Gold outperformed Bitcoin with a five-year return of 189%, while Bitcoin’s six-year return was 1,273%.
Bitcoin has gained about 8% since the Iran war began on February 28th.
The Fear and Greed Index hit an all-time low of 5 in February, but has already recovered to 43.
Over the past five years, gold has returned 189%. Bitcoin returned 27% and the S&P 500 returned 72%. If you stop reading there, you’ll probably walk away thinking that cryptocurrencies have lost the asset war that defined this decade by a wide margin.
But another year passes and the whole conversation changes. Over six years, Bitcoin returned 1,273%, compared to 231% for gold and 180% for the S&P 500.
This data was compiled by cryptocurrency analyst Crypto Rover from public market data as of March 2026, but it does not claim that Bitcoin will always win. They argue that when you bought something is far more important than what you bought.

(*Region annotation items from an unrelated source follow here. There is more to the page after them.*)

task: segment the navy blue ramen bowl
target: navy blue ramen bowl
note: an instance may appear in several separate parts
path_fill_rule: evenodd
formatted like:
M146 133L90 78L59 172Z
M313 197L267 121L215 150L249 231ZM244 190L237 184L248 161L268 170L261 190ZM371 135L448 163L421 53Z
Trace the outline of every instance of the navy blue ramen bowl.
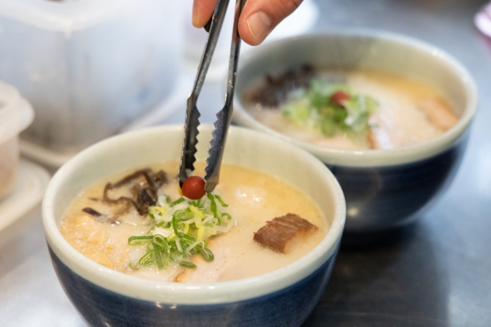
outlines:
M329 148L296 139L259 122L246 109L250 85L292 68L378 70L429 85L454 109L458 121L436 137L386 150ZM477 91L451 56L404 35L337 30L272 42L243 55L233 122L273 135L315 155L334 175L346 201L345 235L381 235L420 217L452 180L464 154Z
M210 136L212 127L202 125L200 137ZM43 200L43 224L53 264L68 297L90 326L300 326L329 280L343 233L346 203L338 183L325 165L275 138L231 126L223 161L282 179L318 206L327 226L326 235L291 264L235 280L161 281L96 263L61 235L64 213L81 192L118 172L175 162L180 154L183 133L182 126L167 126L121 134L83 151L54 176ZM198 160L204 159L209 144L200 140Z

Bitcoin’s 5-year return is 27%.
– Gold was 189%.
– The S&P 500 returned 72%.But zoom out.
– 3 year return: 172%
– 6 year return: 1,273%Difference: Entry point.
Even if you buy a top in 2021, it’s just barely. Averaging dollar cost through drawdown… pic.twitter.com/P73j1DSujB
— Crypto Rover (@cryptorover) March 17, 2026
Important numbers for crypto investors
Bitcoin is currently trading at $74,065, up 4.64% for the week.
As of March 14, Bitcoin has risen about 8% since the Iran war began on February 28, while the S&P 500 and gold have each fallen more than 3% over the same period, according to CNBC.
The short-term situation has reversed, and the three-year data is already reflecting that. Bitcoin is 172%, gold is 153%, and S&P 500 is 72%.
Also read: Bitcoin price has been correcting for 159 days, but does it really matter?
Why Entry Points Are All Discussions
Here is the analysis of Crypto Rover: “Even if you bought at the top in 2021, you’re barely up. If you take dollar-cost averaging, including drawdowns, you’ve outperformed everything.”
Dollar-cost averaging means investing a set amount of money at regular intervals, regardless of price, and automatically buying more when the market is falling and automatically buying less when the market is rising.
The Fear and Greed Index hit an all-time low of 5 in February 2026, lower than the coronavirus crash and lower than FTX. Currently it is 43. A recovery from extreme fear to neutral territory within a few weeks is precisely the window for outsized returns that historical DCA data suggests.
Historical data shows investors who began dollar-cost averaging when the index fell below 10 achieved returns of 500% to 2,056%.
The market is now recovering, Bitcoin is rising, and those who have been buying consistently through the fear are sitting on a completely different set of numbers than the five-year headlines would suggest.
Market current situation
Polymarket traders currently see a 62% chance that gold will be the best-performing major asset in 2026, compared with 27% for Bitcoin and 12% for the S&P 500. This is a valid case, as gold’s lead reflects the geopolitical uncertainty that has dominated the market since February. However, looking at the complete earnings table complicates the explanation considerably.
Looking at the five-year chart, gold appears to be the clear winner. The 6-year chart, the 3-year chart, and the last 8 weeks all tell different stories. As Crypto Rover says, difference is never an asset. It was an entry point.